Unintended results….Occupy Wall Street is massing in an effort to protest the “Fat Cats,” on Wall Street, but having spent my career on Wall Street I see things from a different perspective than those protesting. I see massive layoffs and good people put out of work as unintended consequences, from fundamental changes in Wall Street. Much of this the result of legislation that enabled the industry to change. Those losing their jobs aren’t the “Fat Cats,” they are regular people like me, and maybe like you, but doubtfully any of those protesting. Government bailouts are one thing, and if you ask me, most are only political pay backs, which have always been around. What I see different is a fundamental change in the role and function of Wall Street and these changes have bee promoted by legislators.
Time once was that a stock was a method for a company to raise capital for expansion, now its more a method of cashing in.
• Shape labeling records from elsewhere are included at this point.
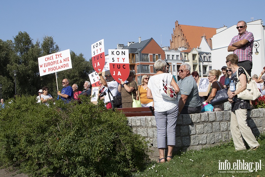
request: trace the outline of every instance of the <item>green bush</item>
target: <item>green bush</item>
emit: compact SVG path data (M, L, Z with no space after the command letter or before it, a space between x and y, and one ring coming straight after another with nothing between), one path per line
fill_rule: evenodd
M143 167L147 142L125 115L82 99L48 107L22 96L7 103L0 112L0 165L42 177L127 176Z

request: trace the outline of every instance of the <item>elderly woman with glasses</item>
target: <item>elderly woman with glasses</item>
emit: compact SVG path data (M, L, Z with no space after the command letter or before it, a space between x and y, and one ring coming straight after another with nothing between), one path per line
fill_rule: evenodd
M47 102L47 101L49 100L53 100L53 98L52 96L49 93L49 88L48 87L44 86L42 87L42 91L43 93L41 95L41 101L42 103L44 103L47 106L49 106L49 104Z
M238 98L237 95L246 89L246 73L244 68L238 65L238 57L235 54L227 55L226 60L227 67L231 68L233 73L238 73L238 76L237 74L233 75L231 80L236 85L239 81L241 84L241 86L235 91L231 91L230 88L227 91L228 101L232 104L230 128L235 148L236 150L246 149L244 140L251 149L255 150L259 146L259 144L246 121L247 109L250 108L249 101L241 99Z
M135 73L130 71L129 76L125 83L123 81L119 84L118 91L121 93L122 103L122 108L132 107L132 97L136 99L136 93L138 90L137 83L134 80Z
M150 77L148 75L144 75L142 77L142 84L138 88L140 96L140 101L142 107L149 107L154 106L153 100L147 98L146 93L147 91L147 84Z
Wall Street was once instrumental in putting together deals to assist funding companies issuing stock by finding investors willing to own stock in that company. That was a principal function of Wall Street. The investors sought price appreciation and dividends from owning the stock. The exchange’s principle purpose was to provide a mechanism for price discovery, so value was determined by the investing public in an auction. Now Wall Street is more a of an electronic card game, with the deck being reshuffled after each hand is played. Stocks are traded back and forth, and more often than not traded and not held. Government has enabled this card game to grow by sanctioning it indirectly which I see as an unintended consequence of fundamental changes. High on that list is that exchanges are now public companies.
As publicly held companies, the exchanges are now more interested seeing that their shareholders benefit. Nothing wrong with that motive, that is how successful businesses are run, for a profit. However, exchanges were not always publicly held companies. It was only in the last decade that they changed through a process of de-mutualization,, (See this link for a fuller understanding: http://www.imf.org/external/pubs/cat/longres.cfm?sk=15889.0 ) and unfortunately that comes with numerous unintended consequences. In other words exchanges motives have changed. Exchanges today are more interested in increasing transaction volume rather than serving as a forum for price discovery.
In commodities, numerous rule changes, since the introduction of electronic trading, have invited more speculation. That in turn has led to a rise in volatility as larger and more frequent price moves take place. Granted, the 24 hour news cycle plays a roll, but there are machines now trading with increasing frequency. Additionally, self contained, “black box,” algorithmic programs that feed on technical price moves which tends to further exacerbate price moves, have been invited to the table. In general, exchanges today do not serve the general public as well as they serve the volume, institutional traders who solely seek to use the market to generate profits. And here I thought electronic trading was to level the playing field….silly me.
Having spent the bulk of my career working to promote the use of exchange traded products for the purpose of hedging price risk, and in a forum where all players would have the opportunity for a level playing field, I have difficultly these days. I see how unintended consequences have resulted from the de-mutualization of the exchanges. Do those protesting? In an economy where politicians speak of creating jobs, I’ve seen the floor population drop from 2,700 to fewer than 270. These were good paying jobs that are now gone.